Put differently, a higher GST is part and parcel of the road to bigger government, with more money going to Canberra for it to spend rather than you. And that lessens the pressing need to cut spending. Let’s be clear: we have a spending problem in this country, not a revenue one – as the evidence makes plain.

Here’s the odd corollary to that belief of mine that a GST increase should indeed be ruled off the table. It puts me in the same camp (though no doubt for largely different reasons) as Bill Shorten and the Labor Party. Shorten has ruled off the table any GST increase. I can’t recall saying this before, but ‘Bill’s right’.   And taking it off the table does not somehow put you in the camp of those who are afraid of ‘conversations on tax reform’ or someone who can’t see we have a massive deficit problem in this country. We do. We also have a massive Government gutlessness problem on the spending front (not to mention the free speech front and the political correctness front).

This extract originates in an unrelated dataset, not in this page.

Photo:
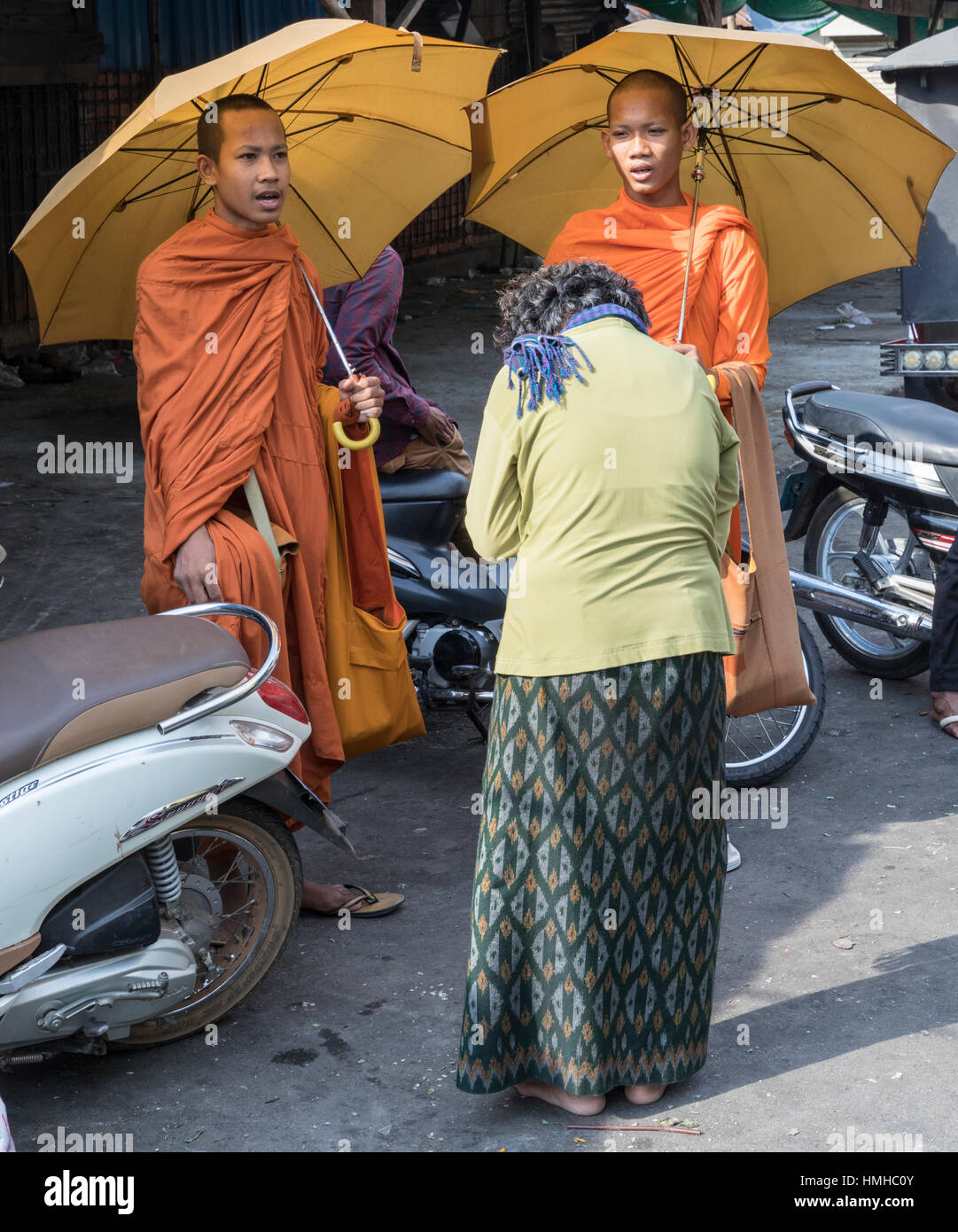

The question to ask yourself is, will putting on the table, and possibly implementing, a higher GST have good or bad long-term consequences? If you believe, with me, the answer is ‘bad’ then why put it on the table and thereby make its eventual enactment more likely? You wouldn’t put on the table a repeal of our boat turn-back policy or leave on the discussion table any Gillard-style hobbling of the press package. So taking those off the table is not done out of a desire ‘to frustrate vital discussion’, as the Australian puts it, but simply because they constitute bad policy choices. The same goes for mooting an increase in the GST.

Say it with me slowly: ‘not all changes count as reform. They have to be changes you think are likely to have good long-term effects’. So those that aren’t in that category absolutely should be ruled off the table.

P.S. Want to bet that Electricity Bill is dying to fight an election on an increase to the GST?